Jonathan Stewart, RB, Panthers: What the hell is going on with this guy? Stew's a potential dynamic back who's never been given the chance to really step up and be a feature back. Doesn't look like he'll get that shot this season -- the Panthers put one half of Double Trouble on the PUP list Tuesday. That leaves DeAngelo Williams and Mike Tolbert as the primary runners for Carolina over the first six weeks of the season. And it leads me to wonder why we haven't seen Stewart run, why we've seen him pull out of a charity golf tournament and whether he's even going to come back this season. Those running back contracts look worse and worse by the day.

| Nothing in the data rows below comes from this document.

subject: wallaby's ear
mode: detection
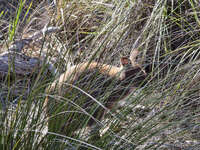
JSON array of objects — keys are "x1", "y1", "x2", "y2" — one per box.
[
  {"x1": 130, "y1": 49, "x2": 139, "y2": 67},
  {"x1": 120, "y1": 57, "x2": 129, "y2": 66}
]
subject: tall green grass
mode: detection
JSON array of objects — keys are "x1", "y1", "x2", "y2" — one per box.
[{"x1": 0, "y1": 0, "x2": 200, "y2": 149}]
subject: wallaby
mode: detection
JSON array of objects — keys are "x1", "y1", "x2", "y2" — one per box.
[{"x1": 44, "y1": 49, "x2": 147, "y2": 135}]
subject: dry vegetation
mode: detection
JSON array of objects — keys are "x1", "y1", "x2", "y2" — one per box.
[{"x1": 0, "y1": 0, "x2": 200, "y2": 149}]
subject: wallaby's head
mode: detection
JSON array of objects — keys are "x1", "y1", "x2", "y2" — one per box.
[{"x1": 119, "y1": 49, "x2": 147, "y2": 85}]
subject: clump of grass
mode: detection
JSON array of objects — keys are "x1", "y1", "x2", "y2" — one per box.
[{"x1": 0, "y1": 0, "x2": 200, "y2": 149}]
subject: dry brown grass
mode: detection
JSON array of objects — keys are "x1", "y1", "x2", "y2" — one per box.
[{"x1": 0, "y1": 0, "x2": 200, "y2": 149}]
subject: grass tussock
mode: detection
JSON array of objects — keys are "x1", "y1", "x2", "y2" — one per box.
[{"x1": 0, "y1": 0, "x2": 200, "y2": 149}]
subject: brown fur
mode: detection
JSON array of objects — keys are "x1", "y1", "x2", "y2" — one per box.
[
  {"x1": 44, "y1": 49, "x2": 147, "y2": 134},
  {"x1": 50, "y1": 61, "x2": 122, "y2": 93}
]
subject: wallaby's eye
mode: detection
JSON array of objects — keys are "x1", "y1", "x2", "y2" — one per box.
[{"x1": 120, "y1": 57, "x2": 129, "y2": 66}]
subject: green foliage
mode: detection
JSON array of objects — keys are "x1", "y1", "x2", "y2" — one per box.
[
  {"x1": 0, "y1": 0, "x2": 200, "y2": 149},
  {"x1": 9, "y1": 0, "x2": 25, "y2": 41}
]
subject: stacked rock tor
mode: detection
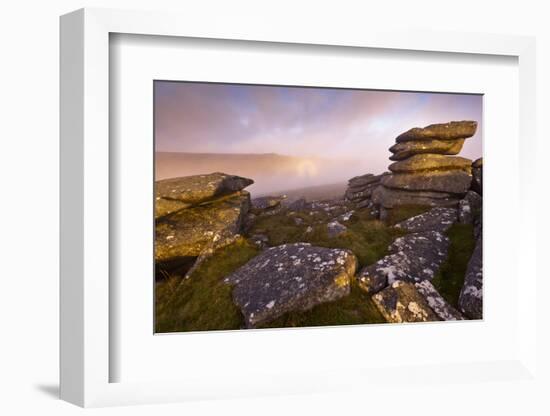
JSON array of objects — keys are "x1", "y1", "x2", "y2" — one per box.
[
  {"x1": 372, "y1": 121, "x2": 477, "y2": 217},
  {"x1": 344, "y1": 173, "x2": 387, "y2": 216},
  {"x1": 155, "y1": 172, "x2": 254, "y2": 279}
]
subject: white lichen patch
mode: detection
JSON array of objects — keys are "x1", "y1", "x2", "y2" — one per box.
[
  {"x1": 462, "y1": 285, "x2": 482, "y2": 298},
  {"x1": 407, "y1": 302, "x2": 428, "y2": 320}
]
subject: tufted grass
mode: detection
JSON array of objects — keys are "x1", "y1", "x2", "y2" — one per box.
[
  {"x1": 384, "y1": 204, "x2": 433, "y2": 225},
  {"x1": 431, "y1": 223, "x2": 476, "y2": 308},
  {"x1": 248, "y1": 208, "x2": 403, "y2": 269},
  {"x1": 155, "y1": 237, "x2": 259, "y2": 333},
  {"x1": 155, "y1": 206, "x2": 400, "y2": 332}
]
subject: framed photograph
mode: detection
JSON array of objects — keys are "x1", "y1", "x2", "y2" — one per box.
[{"x1": 60, "y1": 8, "x2": 540, "y2": 408}]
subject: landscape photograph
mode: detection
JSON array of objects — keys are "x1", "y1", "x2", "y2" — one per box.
[{"x1": 154, "y1": 81, "x2": 483, "y2": 332}]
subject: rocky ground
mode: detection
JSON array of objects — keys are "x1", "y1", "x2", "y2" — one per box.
[{"x1": 155, "y1": 120, "x2": 483, "y2": 332}]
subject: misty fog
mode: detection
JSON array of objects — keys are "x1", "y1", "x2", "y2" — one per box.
[{"x1": 155, "y1": 152, "x2": 376, "y2": 198}]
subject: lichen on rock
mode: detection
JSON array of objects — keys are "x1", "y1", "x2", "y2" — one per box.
[
  {"x1": 372, "y1": 281, "x2": 440, "y2": 323},
  {"x1": 224, "y1": 243, "x2": 357, "y2": 328}
]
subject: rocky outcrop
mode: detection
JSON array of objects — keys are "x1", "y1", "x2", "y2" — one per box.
[
  {"x1": 471, "y1": 157, "x2": 483, "y2": 195},
  {"x1": 372, "y1": 186, "x2": 461, "y2": 209},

Joe Looney, OL, 49ers: Looney might say that he didn't mean to go low on Vikings defensive tackle Kevin Williams, but it's largely irrelevant. What he did, even if it was "following through" with his block, was a scrub move. The only "good" that comes out of this -- along with the brutal injury Dustin Keller suffered thanks to D.J. Swearinger -- is the NFL will try and keep people from targeting knees when they target people. I love the idea of keeping the onus off the head and making sure that people don't suffer injuries that way, but blowing up knees is no good Joe Looney.
Rashard Mendenhall, RB, Cardinals: This could actually be the entire Cards running game after their debacle of a preseason game against the Chargers this weekend. Mendenhall's dealing with an MRI on his knee and maybe it'll be alright, but that's definitely up in the air at this point given his past. The bigger issue right now is losing Jonathan Cooper, the Cards first-round pick. Cooper suffered a broken leg during the preseason matchup on a fluke play and as a result will miss significant time. Bruce Arians doesn't think it'll be the whole season but that one injury really, really dings any sort of upside I thought the Cardinals might have. They'll scare people with the Carson Palmer/Larry Fitzgerald/Michael Floyd combo but this running game is going to be brutal.
Brandon Weeden, QB, Browns: Preseason Hall of Fame inductee Weeden came back to the pack in Week 3 against the Colts. He didn't look like the confident passer and the Browns offense looked, as Mark Sessler of NFL.com coined it, Shurmurish in their execution. Now we've got Weeden, who went 12-of-25 for 105 yards, telling everyone not to panic because oh god he said not to panic you should panic. Sorry but when someone tells me not to panic I instinctively panic. Weeden blamed the "really, really good" defense of the Colts but, hey, that's the NFL. Defenses are bound to not be terrible.